COVID-19 patients who experience a stroke face a much greater risk of severe disability or death, according to a new study published in the Journal of Neurology, Neurosurgery & Psychiatry.
The new analysis focused on 81 hospitalized COVID-19 patients who experienced an ischemic stroke and five who experienced an intracerebral hemorrhage from March 9 to July 5, 2020. Outcomes were compared with nearly 1,200 ischemic stroke patients and nearly 200 intracerebral hemorrhage patients who showed no signs of COVID-19. All patients, including those who did not have COVID-19, were treated in one of 13 hospitals in England and Scotland.
Perhaps the team’s most eye-opening finding was that stroke patients with COVID-19 were twice as likely to leave the hospital still showing clear signs of severe disability. The percentage of strokes involving multiple large vessel occlusions (17.9% vs. 8.1%) and strokes resulting in inpatient mortality (19.8% vs. 9.6%) were also much higher among COVID-19 patients.
In addition, the team added, COVID-related strokes appeared to be much worse for Asian patients.
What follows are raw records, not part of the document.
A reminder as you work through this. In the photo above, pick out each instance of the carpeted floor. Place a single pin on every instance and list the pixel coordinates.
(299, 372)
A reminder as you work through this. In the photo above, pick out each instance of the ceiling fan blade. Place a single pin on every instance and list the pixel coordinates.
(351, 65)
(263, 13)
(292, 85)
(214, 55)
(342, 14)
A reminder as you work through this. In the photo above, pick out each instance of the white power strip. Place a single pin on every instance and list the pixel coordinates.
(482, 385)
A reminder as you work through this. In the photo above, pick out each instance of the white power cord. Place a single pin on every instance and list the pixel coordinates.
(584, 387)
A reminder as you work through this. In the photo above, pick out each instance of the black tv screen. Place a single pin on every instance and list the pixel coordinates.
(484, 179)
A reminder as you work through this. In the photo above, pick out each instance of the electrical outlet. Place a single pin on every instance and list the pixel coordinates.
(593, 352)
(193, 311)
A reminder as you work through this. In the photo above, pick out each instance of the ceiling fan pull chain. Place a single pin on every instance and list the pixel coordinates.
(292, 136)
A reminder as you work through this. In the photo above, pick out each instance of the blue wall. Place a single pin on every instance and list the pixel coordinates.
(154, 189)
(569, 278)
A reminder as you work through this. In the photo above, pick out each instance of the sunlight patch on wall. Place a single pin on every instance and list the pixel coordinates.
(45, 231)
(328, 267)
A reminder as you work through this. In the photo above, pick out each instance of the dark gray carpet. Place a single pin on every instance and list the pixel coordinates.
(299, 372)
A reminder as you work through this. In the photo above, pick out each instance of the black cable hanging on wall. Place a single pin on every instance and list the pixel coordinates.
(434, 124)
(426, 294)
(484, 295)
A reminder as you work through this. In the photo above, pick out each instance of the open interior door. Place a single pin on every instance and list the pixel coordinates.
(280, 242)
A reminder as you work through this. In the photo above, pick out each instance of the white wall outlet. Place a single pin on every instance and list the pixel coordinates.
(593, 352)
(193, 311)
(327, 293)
What, exactly, that means remains unclear at this point in time.
“Our study suggests that COVID-19 has had more impact on strokes in the Asian community than in other ethnic groups,” said lead author Richard J. Perry, PhD, also of the UCL Queen Square Institute of Neurology. “We cannot say from our data whether this is because people of Asian descent are more likely to catch COVID-19, or whether Asian patients with COVID-19 are more likely to have ischemic strokes, or both.”